Basically, with the Volume Gateway we are providing iSCSI block storage volumes backed by S3 to our workloads hosted in VMware Cloud on AWS.
This is the High Level Architecture of the solution we are implementing:
From a performance perspective, AWS recommends the following for its Storage Gateway appliances: https://docs.aws.amazon.com/storagegateway/latest/userguide/Performance.html#performance-fgw
From an high availability perspective, we can leverage vSphere HA to provide high availability to the Volume Gateway. You can read more about this feature here: https://docs.aws.amazon.com/storagegateway/latest/userguide/Performance.html#vmware-ha
We’ll test vSphere HA with Volume Gateway later, during the deployment wizard.
Get the VPC Subnet and Availability Zone where the SDDC is deployed
We need to accomplish some preliminary steps to gather some information about our SDDC, that we’ll need later. In addition, we need to configure some Firewall Rules to enable communication between our SDDC and the Connected VPC where we’ll configure our Gateway Endpoint.
As a first step, we need to access our VMware Cloud Services console and access VMware Cloud on AWS.
The second step is to access our SDDC clicking on “View Details”. Alternatively, you can click on the SDDC name.
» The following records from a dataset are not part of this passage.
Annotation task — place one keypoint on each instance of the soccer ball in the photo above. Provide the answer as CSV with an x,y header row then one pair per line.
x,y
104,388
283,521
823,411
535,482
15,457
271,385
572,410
Once in our SDDC, we need to select the “Networking & Security” tab.
In the “Networking & Security” tab, we must head to the “Connected VPC” section, where we can find the VCP subnet and AZ that we did choose upon deployment of the SDDC. Our SDDC resides there, therefore every AWS service we will configure in this same AZ will not cause us any traffic charge. We need to keep note of the VPC subnet and AZ as we’ll need this information later.
Create SDDC Firewall Rules
The second preliminary step we need to perform is to enable bi-directional communication between our SDDC and the Connected VPC through the Compute Gateway (CGW). I’ll not go through the details of the Firewall Rules creation in this post, but simply highlight the result: for the sake of simplicity, in this example we have a rule allowing any kind of traffic from the Connected VPC Prefixes and S3 Prefixes to any destination, and vice-versa. As you can see, both rules are applied to the VPC Interface which actually is the cross-Account ENI connecting the SDDC to the Connected VPC.
If we would like to configure more granular security, we could do this leveraging the information highlighted in the AWS documentation here: https://docs.aws.amazon.com/storagegateway/latest/userguide/Resource_Ports.html
Let’s now have a look at the actual implementation of the Volume Gateway in VMC and how it works.
Create the Storage Gateway VPC Endpoint
First, we need to access the AWS Management Console for the AWS Account linked to the VMware Cloud on AWS SDDC and select “Storage Gateway” from the AWS Services (hint: start typing in the “Find Services” field and the relevant services will be filtered for you). Make sure you are connecting to the right Region where your SDDC and Connected VPC are deployed.
If you don’t have any Storage Gateway already deployed, You will be presented with the Get Started page. Click on “Get Started” to create your Storage Gateway. (hint: if you already have one or more Storage Gateways deployed, simply click on “Create Gateway” in the landing page for the service).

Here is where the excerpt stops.